Adult Children of Alcoholics Prayer - God, grant me the serentiy to accept the people I cannot change, the courage to change the one I can, and the wisdom to know that one is me.
Adult Children of Alcoholics Group Hugging

Come share experience, strength, and hope in our 24/7 international 12 Step forum open to all adult children of alcoholic or dysfunctional families. We have daily readings, gratitude list, personal shares, and more! We look forward to meeting you!!
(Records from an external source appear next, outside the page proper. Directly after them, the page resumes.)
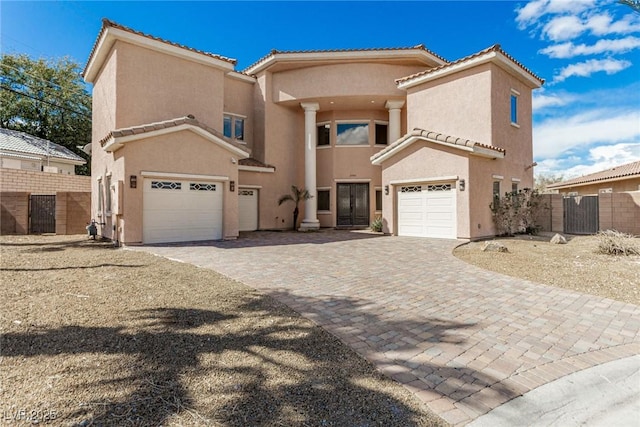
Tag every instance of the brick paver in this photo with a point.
(462, 339)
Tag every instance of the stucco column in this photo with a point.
(310, 221)
(395, 109)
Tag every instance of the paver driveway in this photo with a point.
(464, 340)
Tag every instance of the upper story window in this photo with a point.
(514, 107)
(381, 133)
(352, 134)
(324, 134)
(233, 127)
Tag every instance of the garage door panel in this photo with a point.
(427, 210)
(181, 210)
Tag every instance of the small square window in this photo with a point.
(324, 203)
(381, 134)
(378, 200)
(324, 135)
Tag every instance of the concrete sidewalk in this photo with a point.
(464, 340)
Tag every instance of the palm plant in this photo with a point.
(296, 196)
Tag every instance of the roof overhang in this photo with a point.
(471, 147)
(110, 35)
(494, 56)
(114, 143)
(327, 57)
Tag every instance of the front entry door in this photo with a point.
(353, 205)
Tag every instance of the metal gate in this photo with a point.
(42, 214)
(581, 214)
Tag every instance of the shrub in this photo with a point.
(516, 212)
(376, 224)
(612, 242)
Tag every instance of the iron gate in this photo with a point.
(581, 214)
(42, 214)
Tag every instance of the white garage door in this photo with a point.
(181, 211)
(427, 210)
(248, 209)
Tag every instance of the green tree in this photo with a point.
(296, 196)
(48, 99)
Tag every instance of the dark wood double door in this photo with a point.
(353, 205)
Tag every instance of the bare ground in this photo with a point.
(93, 335)
(575, 265)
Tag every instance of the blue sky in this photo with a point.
(586, 116)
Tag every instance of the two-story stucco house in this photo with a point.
(187, 148)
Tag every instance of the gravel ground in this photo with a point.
(93, 335)
(575, 265)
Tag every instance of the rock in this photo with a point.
(494, 247)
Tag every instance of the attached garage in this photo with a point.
(181, 210)
(427, 210)
(248, 209)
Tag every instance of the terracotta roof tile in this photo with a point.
(626, 170)
(191, 120)
(494, 48)
(275, 52)
(106, 23)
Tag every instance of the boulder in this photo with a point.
(494, 247)
(558, 239)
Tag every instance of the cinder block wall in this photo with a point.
(42, 182)
(15, 213)
(73, 212)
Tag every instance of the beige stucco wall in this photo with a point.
(421, 162)
(152, 86)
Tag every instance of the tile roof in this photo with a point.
(435, 136)
(494, 48)
(106, 23)
(167, 124)
(630, 170)
(15, 142)
(382, 49)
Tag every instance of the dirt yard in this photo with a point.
(575, 265)
(93, 335)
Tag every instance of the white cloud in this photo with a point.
(555, 137)
(585, 69)
(569, 50)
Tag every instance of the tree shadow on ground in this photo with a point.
(266, 366)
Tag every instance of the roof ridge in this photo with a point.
(106, 23)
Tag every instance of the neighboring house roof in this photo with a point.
(491, 54)
(117, 138)
(22, 145)
(418, 52)
(417, 134)
(626, 171)
(111, 31)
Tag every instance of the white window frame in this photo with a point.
(354, 122)
(233, 117)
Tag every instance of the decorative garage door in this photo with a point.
(427, 210)
(181, 211)
(248, 209)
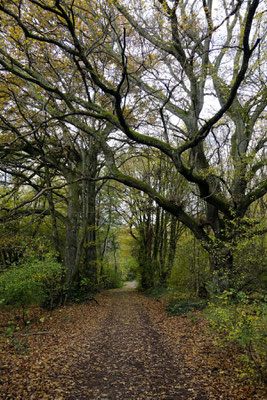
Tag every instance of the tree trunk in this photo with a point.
(72, 229)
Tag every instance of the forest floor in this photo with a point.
(125, 346)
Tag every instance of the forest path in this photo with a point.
(127, 357)
(124, 347)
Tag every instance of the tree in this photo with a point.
(153, 70)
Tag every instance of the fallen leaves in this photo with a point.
(126, 347)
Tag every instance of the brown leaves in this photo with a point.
(127, 347)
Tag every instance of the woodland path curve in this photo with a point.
(128, 357)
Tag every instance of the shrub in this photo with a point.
(32, 282)
(244, 323)
(111, 279)
(182, 307)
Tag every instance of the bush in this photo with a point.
(111, 279)
(34, 282)
(182, 307)
(239, 321)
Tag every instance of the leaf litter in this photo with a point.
(124, 347)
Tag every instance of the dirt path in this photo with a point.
(127, 358)
(125, 347)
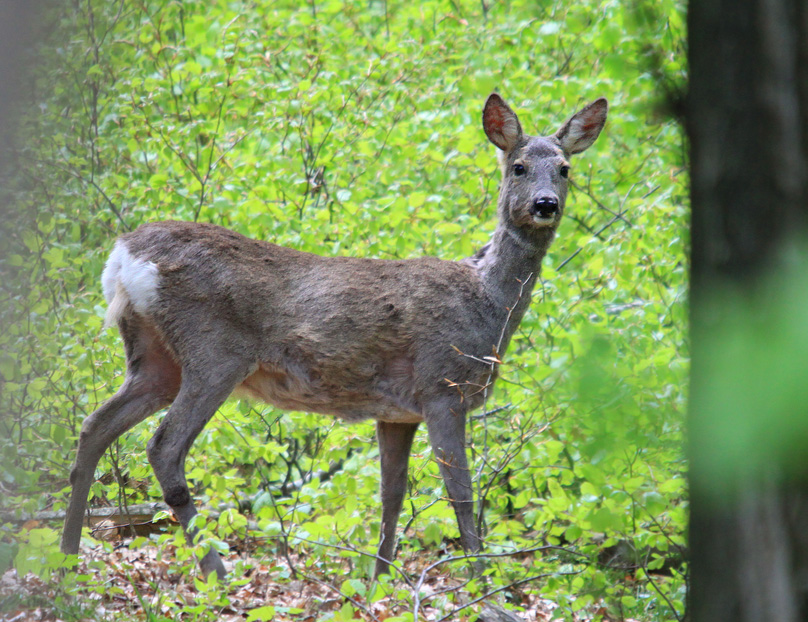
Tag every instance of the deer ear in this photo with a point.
(581, 130)
(500, 123)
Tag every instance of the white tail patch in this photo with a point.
(128, 280)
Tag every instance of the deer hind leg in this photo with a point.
(201, 394)
(395, 442)
(152, 380)
(447, 431)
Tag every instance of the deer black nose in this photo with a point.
(545, 206)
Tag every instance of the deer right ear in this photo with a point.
(500, 123)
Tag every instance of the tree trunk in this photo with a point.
(747, 120)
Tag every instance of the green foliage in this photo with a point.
(354, 128)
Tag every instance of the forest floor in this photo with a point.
(147, 583)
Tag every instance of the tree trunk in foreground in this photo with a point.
(747, 120)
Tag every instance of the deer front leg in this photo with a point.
(447, 434)
(395, 442)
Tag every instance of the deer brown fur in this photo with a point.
(205, 312)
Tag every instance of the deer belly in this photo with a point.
(289, 391)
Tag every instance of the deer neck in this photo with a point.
(508, 267)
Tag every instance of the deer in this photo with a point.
(205, 313)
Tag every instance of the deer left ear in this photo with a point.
(583, 128)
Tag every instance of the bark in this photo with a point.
(747, 120)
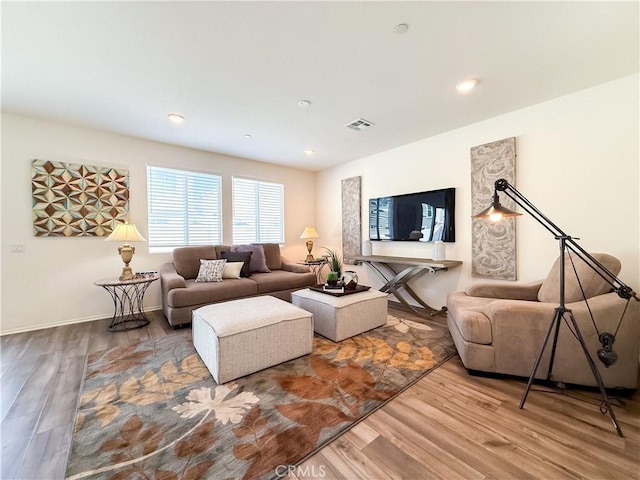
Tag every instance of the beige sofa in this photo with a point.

Online Adult Children of Alcoholics and Dysfunctional Families Meetings
Tuesday 7:00 PM Eastern Time

The Laundry List – 14 Traits of

an Adult Child of an Alcoholic

  1. We became isolated and afraid of people and authority figures.
  2. We became approval seekers and lost our identity in the process.
  3. We are frightened by angry people and any personal criticism.
  4. We either become alcoholics, marry them or both, or find another compulsive personality such as a workaholic to fulfill our sick abandonment needs.
  5. We live life from the viewpoint of victims and we are attracted by that weakness in our love and friendship relationships.
  6. We have an overdeveloped sense of responsibility and it is easier for us to be concerned with others rather than ourselves; this enables us not to look too closely at our own faults, etc.
  7. We get guilt feelings when we stand up for ourselves instead of giving in to others.
  8. We became addicted to excitement.
  9. We confuse love and pity and tend to “love” people we can “pity” and “rescue.”
  10. We have “stuffed” our feelings from our traumatic childhoods and have lost the ability to feel or express our feelings because it hurts so much (Denial).
  11. We judge ourselves harshly and have a very low sense of self-esteem.
  12. We are dependent personalities who are terrified of abandonment and will do anything to hold on to a relationship in order not to experience painful abandonment feelings, which we received from living with sick people who were never there emotionally for us.
  13. Alcoholism is a family disease; and we became para-alcoholics and took on the characteristics of that disease even though we did not pick up the drink.

Roseanne’s Prayer

I put my hand in yours and together we can do what we could never do alone. No longer is there a sense of hopelessness. No longer must we depend upon our own unsteady will power. All that is needed now is a safe place where we can finally shed our defenses, our denial, and admit to ourselves and to others how angry, hurt, and wounded we have always felt. Admit it, experience it, and release it. We are all together now, reaching out our hands for power and strength greater than our own. As we join hands, we find love and understanding beyond our wildest dreams.

Amen.

Although we cooperate with other 12 Step programs, we are not affiliated with the Adult Children of Alcoholics World Service Organization, or any religion.